Alex Scarrow
October skies
Prologue
The two little girls, playing in the meadow by the stream, were the ones who saw it first: a pale form moving along the edge of the wood, just inside the tree line. They saw it at a distance, moving slowly; appearing, disappearing, reappearing amongst the foliage, a chalk-white stick-man with no face and two dark holes where his eyes should be.
It turned to gaze at them for a moment, swaying slightly as it studied them intensely across the stream surging with recent snow-melt from the peaks above and the tail end of a hard winter.
This was more than enough for the two girls. They turned and ran. As they stumbled up the incline of the meadow towards the edge of town, they thought they heard the thing scream after them — a sound both frightening and pitiful.

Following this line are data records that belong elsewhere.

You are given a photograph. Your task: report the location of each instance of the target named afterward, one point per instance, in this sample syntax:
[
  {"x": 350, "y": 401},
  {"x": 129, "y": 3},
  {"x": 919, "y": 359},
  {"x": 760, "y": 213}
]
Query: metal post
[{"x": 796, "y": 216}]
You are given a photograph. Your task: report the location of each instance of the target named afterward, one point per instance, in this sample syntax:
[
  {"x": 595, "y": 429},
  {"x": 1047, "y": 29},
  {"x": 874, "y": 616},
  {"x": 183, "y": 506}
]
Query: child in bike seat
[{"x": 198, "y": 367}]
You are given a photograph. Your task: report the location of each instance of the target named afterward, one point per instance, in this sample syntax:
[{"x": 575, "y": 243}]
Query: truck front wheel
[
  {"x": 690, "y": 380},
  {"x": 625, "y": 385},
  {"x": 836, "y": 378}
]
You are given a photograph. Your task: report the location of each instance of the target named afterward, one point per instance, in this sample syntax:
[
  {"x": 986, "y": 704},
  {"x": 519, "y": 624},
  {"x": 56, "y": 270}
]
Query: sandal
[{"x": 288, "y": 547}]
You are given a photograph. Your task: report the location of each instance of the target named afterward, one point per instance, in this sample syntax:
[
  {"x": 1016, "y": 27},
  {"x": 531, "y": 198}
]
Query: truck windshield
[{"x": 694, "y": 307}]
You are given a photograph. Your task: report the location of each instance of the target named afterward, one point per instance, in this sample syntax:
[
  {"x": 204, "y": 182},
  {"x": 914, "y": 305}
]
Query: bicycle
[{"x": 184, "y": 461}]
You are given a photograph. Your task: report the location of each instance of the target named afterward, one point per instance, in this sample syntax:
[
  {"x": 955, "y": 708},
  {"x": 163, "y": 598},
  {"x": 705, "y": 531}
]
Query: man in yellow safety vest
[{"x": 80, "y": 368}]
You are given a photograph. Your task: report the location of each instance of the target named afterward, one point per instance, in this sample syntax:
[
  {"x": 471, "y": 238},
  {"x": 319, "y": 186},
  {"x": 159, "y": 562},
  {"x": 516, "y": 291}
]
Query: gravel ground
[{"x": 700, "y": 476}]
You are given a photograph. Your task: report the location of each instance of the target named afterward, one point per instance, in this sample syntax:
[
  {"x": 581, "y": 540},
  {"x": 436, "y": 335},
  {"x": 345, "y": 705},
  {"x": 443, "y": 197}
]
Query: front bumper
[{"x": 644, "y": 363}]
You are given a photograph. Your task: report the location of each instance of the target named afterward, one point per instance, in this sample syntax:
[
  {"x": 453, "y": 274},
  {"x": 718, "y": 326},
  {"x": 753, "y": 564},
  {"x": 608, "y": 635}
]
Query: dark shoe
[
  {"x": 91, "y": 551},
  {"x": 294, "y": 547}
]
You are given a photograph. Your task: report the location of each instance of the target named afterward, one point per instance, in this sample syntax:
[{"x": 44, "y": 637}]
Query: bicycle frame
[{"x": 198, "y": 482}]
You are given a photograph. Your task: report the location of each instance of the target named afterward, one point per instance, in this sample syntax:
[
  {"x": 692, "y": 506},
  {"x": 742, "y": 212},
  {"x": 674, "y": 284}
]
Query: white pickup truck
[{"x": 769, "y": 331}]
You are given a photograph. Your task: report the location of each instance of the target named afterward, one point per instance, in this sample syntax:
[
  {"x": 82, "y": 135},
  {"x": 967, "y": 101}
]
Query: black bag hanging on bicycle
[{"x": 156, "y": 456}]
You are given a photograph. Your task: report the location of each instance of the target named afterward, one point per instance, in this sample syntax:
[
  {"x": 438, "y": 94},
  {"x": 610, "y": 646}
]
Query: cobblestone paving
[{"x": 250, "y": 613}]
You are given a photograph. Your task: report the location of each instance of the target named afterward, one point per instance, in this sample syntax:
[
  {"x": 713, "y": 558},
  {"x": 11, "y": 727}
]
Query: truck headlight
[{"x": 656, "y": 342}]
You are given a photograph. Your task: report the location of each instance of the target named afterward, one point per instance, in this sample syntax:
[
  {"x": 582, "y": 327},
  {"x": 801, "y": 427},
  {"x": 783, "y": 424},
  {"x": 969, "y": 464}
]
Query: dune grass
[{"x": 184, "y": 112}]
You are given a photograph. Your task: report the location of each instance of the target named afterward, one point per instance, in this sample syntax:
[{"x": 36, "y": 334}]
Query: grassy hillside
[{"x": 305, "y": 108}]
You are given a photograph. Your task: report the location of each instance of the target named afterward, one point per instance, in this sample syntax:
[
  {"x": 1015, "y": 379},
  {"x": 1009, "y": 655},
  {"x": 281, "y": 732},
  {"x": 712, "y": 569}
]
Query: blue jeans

They ran across the small town, down the closest thing to a main street, busy with the mid-morning, mid-week trade, to their home, whimpering in broken, garbled sentences, each talking over the other, that they had seen a skeleton walking in the woods.
The skeleton was next seen by Jeffrey Pohenz a short while later. Jeffrey, a willowy teen, was outside by the back door of the trader’s store, enjoying a crafty ten-minute reprise from hefting bags of cornmeal, leaning against the wall and savouring the unseasonably early warmth of sunshine on his face.
His mind was elsewhere… on a particular promise made to him by a certain young lady last night. Anticipation of that was making the day at work drag interminably; his concentration was shot to hell.
Of course, when he saw the skeleton suddenly emerge from a cluster of trees and thick tufts of untamed briar just across the yard, littered with broken and being-mended chassis and wheel spindles, the thought of this evening’s exciting promise was instantly dismissed. Like some creature from Hieronymus Bosch’s visions of hell, it shambled towards him with a lurching clumsiness, bony arms and hands glistening brightly in the sunlight, reaching out to him.